そう言えば、奈木さんはお付き合いしている方いるんですよね。女子達がガッカリしてましたよ」


佐伯がうふふと笑った。

俺は曖昧に笑って、誤魔化した。

佐伯さんは自分のことより他の人を気遣う性格みたいで、良い人だと思う。


「佐伯さんのお子様はお幾つですか?仕事と子育て、サブリーダーまでされて大変ではないですか?」


「息子は7つなんです。仕事は椎名さんが気遣ってくれて、在宅勤務も多く、時短で溢れた分はカバーしてくれて。ほんと、良い方ですよね。

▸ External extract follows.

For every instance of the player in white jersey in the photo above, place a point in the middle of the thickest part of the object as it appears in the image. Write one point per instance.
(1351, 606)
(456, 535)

子供は近くの母親が今日も見てくれてて、私は周りに甘えっぱなしですよ。

でも、今が1番幸せです。もう男性は沢山です。子供が居れば旦那なんて不用です。男と女なんて、幻の関係ですよね、持論ですけど」


佐伯は結婚で苦労したことを話してくれた。いくら椎名が良い奴でもなびかないのが納得だ。

俺は佐伯を心から応援することにして、改めて乾杯した。


お開きになる頃には、俺はかなり酔いが回っていた。


帰りがけに、ようやく椎名が隣に座り、飲み過ぎた俺の介抱をしていることを何となく覚えている。